Seems like a feature.


Yes.


> Commenting for later. Wish you could "favorite" comments.

Or, you can upvote it (comment)


I wish someone can suggest me similar links for Python. Asynchronous programming has always been elusive to me.


https://superfastpython.com/python-asyncio/ - Python Asyncio: The Complete Guide


Effective Python has a great chapter that goes over concurrency and parallelism using threads, coroutines and subprocesses. There are a lot of non-trivial code examples that the author gradually shows how to improve with more advanced language features over the course of several chapters so it's not all thrown at you at once, enabling you see benefits and pitfalls of approaching problems with different techniques. I highly suggest it even beyond learning async features.


These might help:

* Async Python in real life - https://guicommits.com/async-python-in-real-life/

* Python Concurrency: The Tricky Bits - https://python.hamel.dev/concurrency/


async programming IS hard to get your head around.

The resources you suggest are spot on.

AND, async programming will really only click when you do lots of it.

Read tons of async resources like the ones above, write lots of async code. One day you'll realise it's second nature.


Thanks a lot, I'll keep this in mind and try to write as much async code as possible.

>One day you'll realise it's second nature.

This is great but then the curse of knowledge hits you hard haha


>> write lots of async code.

> Thanks a lot, I'll keep this in mind and try to write as much async code as possible.

Only write async code if the advantages outweigh the downsides, not just by default in order to do some training for yourself. Unless it is in a hobby project where training yourself is part of the goal.


i finally got callbacks this year when i pictured someone tossing a yo-yo into an elevator going down a few random floors and rolling out. the elevator leaves but i am still yanking on that yo-yo some random floor.


This is my learning goal right now, I can’t thank you enough!


You're welcome!
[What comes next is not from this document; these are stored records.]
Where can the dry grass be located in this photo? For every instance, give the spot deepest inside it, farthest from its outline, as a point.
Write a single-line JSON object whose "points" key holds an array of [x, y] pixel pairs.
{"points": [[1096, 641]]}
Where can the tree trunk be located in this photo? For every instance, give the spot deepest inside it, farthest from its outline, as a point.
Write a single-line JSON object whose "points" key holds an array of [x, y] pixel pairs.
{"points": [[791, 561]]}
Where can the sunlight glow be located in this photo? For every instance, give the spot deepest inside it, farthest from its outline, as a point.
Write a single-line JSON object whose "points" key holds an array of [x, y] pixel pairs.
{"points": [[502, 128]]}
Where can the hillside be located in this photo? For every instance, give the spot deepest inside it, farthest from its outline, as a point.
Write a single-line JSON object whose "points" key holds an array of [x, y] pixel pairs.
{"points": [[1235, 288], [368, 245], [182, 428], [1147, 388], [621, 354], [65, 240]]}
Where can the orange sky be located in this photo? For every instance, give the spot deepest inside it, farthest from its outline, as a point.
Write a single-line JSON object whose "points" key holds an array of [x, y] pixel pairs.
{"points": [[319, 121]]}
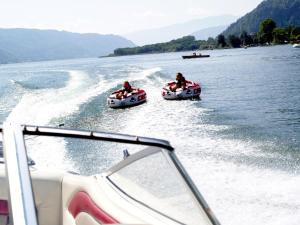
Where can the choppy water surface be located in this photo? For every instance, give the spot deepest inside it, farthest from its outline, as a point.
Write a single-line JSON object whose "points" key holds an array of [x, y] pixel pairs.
{"points": [[240, 143]]}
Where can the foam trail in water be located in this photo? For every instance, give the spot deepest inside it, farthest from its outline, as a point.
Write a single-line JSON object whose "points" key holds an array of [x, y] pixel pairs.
{"points": [[236, 168], [41, 106]]}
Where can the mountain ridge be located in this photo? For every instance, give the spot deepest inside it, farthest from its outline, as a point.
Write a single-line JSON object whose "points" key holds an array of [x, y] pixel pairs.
{"points": [[283, 12], [22, 44], [174, 31]]}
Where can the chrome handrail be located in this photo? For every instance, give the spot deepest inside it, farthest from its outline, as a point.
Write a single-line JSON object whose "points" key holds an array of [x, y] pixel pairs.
{"points": [[17, 171], [95, 135]]}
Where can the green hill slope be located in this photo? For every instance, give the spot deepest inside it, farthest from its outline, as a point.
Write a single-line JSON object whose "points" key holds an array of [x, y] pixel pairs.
{"points": [[283, 12]]}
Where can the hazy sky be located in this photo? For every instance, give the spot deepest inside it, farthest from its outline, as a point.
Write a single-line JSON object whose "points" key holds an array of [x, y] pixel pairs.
{"points": [[113, 16]]}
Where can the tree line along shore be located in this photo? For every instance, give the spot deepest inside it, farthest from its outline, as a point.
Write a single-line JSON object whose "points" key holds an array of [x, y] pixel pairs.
{"points": [[268, 34]]}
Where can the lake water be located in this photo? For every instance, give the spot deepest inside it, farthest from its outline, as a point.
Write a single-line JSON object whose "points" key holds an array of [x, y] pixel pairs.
{"points": [[240, 143]]}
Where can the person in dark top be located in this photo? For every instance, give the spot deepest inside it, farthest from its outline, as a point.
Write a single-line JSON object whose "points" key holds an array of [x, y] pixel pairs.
{"points": [[180, 82], [125, 91]]}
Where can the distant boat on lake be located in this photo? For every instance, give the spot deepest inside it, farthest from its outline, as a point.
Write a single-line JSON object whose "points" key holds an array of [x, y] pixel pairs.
{"points": [[194, 55]]}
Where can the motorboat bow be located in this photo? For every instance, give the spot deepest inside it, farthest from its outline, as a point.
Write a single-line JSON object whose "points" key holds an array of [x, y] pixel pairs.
{"points": [[147, 187]]}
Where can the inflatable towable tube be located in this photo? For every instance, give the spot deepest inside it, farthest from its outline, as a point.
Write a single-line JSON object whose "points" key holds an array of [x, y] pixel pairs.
{"points": [[136, 97], [192, 90]]}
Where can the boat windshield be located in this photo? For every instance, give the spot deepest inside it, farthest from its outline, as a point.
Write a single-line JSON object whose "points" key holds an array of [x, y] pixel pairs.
{"points": [[151, 179], [4, 199]]}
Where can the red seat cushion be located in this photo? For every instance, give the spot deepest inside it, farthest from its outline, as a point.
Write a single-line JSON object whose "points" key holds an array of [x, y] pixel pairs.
{"points": [[82, 202]]}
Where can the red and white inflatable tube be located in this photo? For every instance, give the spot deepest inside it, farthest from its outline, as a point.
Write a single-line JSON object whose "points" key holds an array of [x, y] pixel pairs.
{"points": [[192, 90], [136, 97]]}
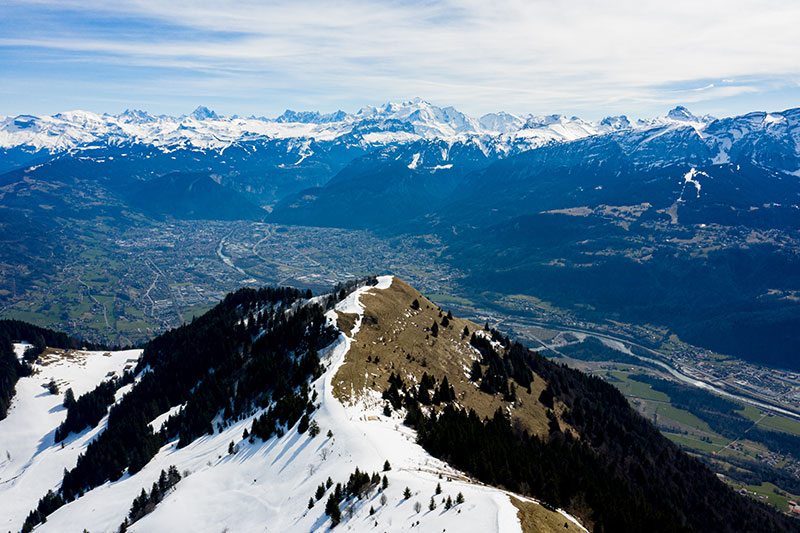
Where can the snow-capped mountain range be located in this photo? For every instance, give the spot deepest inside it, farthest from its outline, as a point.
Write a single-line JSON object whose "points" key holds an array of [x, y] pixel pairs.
{"points": [[407, 121], [497, 135]]}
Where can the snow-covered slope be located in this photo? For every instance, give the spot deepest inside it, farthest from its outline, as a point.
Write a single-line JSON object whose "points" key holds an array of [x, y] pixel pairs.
{"points": [[263, 486], [30, 462], [498, 134]]}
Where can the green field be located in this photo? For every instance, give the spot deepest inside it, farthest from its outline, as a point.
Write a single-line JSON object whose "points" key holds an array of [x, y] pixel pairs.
{"points": [[684, 417], [629, 387], [689, 441]]}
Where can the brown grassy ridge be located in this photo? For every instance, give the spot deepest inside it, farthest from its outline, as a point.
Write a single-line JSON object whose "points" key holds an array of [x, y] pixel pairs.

Rewatch Philip's video as many times as you need until the concepts sink in, before you move into learning promises and await/async [1]. Similarly for Jake Archibald's video.

Good luck!

[1]: from what I gather asynchronous programming using callbacks isn't used anymore but it might be instructive to start with it, understand the issues with it, and why promises replaced this style.


Anything for React (modern versions)?


The beta docs are really good. I just keep re-reading them, particularly "You might not need an effect", and I still keep finding nuggets that surprise me.


No because the React team changes their approach every other year anyways.